Oyun 1950’lerin Amerikasında geçiyor. Karakterimiz Vito Scaletta 1925’te Sicilya’da doğmuş ve küçük yaşta Sicilya’daki yaşam zorluklarından dolayı ailesiyle beraber Amerika’ya taşınmış. Amerika sokaklarında büyüyen bir çocuk olarak Joe Barbaro ile tanışmış ve yıllar içerisinde can ciğer hale gelmişler. Vito 18 yaşındayken Joe ile işledikleri bir suç yüzünden tutuklanmış. Hapse girmek veya orduya katılmak arasında bir seçim yapması gereken Vito orduya katılmayı seçmiş ve uzun bir süre orduda görev almış. Günün birinde bir savaşta yaralanınca da savaş gazisi olarak evine, “Empire Bay’e” geri dönmüş.
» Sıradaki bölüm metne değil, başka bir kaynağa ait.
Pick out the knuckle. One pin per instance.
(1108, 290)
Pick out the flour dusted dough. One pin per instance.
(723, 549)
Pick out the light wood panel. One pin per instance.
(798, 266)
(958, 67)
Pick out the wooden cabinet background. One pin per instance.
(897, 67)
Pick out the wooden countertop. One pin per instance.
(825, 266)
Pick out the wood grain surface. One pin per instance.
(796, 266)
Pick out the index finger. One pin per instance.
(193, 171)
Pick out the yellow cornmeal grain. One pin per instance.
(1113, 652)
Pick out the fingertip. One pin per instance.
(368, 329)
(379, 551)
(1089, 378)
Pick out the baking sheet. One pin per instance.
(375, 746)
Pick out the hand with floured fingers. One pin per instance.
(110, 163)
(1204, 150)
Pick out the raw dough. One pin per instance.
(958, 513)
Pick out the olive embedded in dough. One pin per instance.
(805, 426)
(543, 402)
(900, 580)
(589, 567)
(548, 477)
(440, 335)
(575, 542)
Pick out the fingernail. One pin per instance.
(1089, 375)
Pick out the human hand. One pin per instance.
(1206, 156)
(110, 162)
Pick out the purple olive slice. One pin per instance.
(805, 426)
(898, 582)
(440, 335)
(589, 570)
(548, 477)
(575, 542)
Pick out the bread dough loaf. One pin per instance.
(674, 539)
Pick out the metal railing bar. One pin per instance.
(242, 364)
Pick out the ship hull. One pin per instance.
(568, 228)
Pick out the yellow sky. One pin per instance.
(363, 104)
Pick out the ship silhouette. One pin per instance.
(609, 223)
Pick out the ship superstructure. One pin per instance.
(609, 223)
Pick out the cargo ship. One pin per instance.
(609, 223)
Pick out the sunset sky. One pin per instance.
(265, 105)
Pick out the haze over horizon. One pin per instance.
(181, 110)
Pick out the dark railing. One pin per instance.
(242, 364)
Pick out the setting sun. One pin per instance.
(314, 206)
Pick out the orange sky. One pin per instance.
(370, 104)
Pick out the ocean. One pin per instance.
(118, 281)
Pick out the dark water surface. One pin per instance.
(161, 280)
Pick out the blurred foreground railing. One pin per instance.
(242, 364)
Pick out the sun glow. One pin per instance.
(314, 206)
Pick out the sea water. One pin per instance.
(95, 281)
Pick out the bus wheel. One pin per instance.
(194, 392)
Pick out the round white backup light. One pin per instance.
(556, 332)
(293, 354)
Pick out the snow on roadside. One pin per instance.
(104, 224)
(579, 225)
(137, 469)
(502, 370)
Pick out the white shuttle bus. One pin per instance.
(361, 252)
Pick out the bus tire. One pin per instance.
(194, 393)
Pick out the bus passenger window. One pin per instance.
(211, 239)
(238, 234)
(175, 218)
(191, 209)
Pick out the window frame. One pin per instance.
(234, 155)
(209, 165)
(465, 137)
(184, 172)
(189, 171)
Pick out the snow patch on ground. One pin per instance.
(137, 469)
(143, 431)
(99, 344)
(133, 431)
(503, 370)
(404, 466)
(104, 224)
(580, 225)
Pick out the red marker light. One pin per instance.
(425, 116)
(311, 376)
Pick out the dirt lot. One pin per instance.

Oyuna tam o gece, Vito evine döndüğünde başlıyoruz. Fakat evde de durumlar iyi değil, ailenin büyük borcu var. Vito namusuyla birkaç iş deniyor ama baktı olacak gibi değil, eski hayatına geri dönüyor. Hikayenin devamında çalıştığımız insanlar, görevler, ihanetler, savaşlar, kayıplar peşimizi bırakmıyor. Hikayenin hiçbir kısmında sıkıldığınızı hissetmiyorsunuz çünkü dediğim gibi, hikaye fazla iyi yazılmış. Sürekli sizi şaşırtmayı, etkilemeyi başarıyor ve bu gerçekten çok iyi bir şey. Zaten ilk Mafia oyunu hikaye bakımından aşırı zengindi. Mafia II de ona oldukça yaklaşıyor.
Oynanış
Mafia II bir açık dünya aksiyon oyunu. Açık dünya demek ne kadar doğru bilmiyorum çünkü oyun aslında özgürce dolanmanız için dizayn edilmemiş. Sadece görevler geldikçe oraları gitmenizi istiyor, hatta oyunu bitirdikten sonra özgürce dünyayı bile keşfedemiyorsunuz. Oyunun oyundan sonra bir kayıt yeri yok, oyunu bitirdikten sonra tekrar açmak isterseniz son görevin başından başlıyorsunuz. Bu yüzden Mafia II tam bir açık dünya oyunu olmasa da tüm oyun dünyası tarafından açık dünya oyunu olarak kabul edilmekte. Mafia II’nin hikayesi, New York’tan esinlenerek dizayn edilen Empire Bay isimli kurgusal şehirde geçiyor. Empire Bay dinamik ve güzel bir şehir. Yapılacak şey sayısı çok olmasa da bir şekilde canlı hissettirmeyi başarıyor. Ayrıca oyunun farklı bölümlerinde farklı mevsimler yaşandığı için Empire Bay’in mevsimi, bitki örtüsü, yolları, insanları, her şeyi tamamıyla değişiyor ve bu da oyunu ve oyunun dünyasını canlı tutmayı başarıyor. Sırf bu sebeplerden bile Mafia II’nin açık dünyası oldukça başarılı kabul edilebilir.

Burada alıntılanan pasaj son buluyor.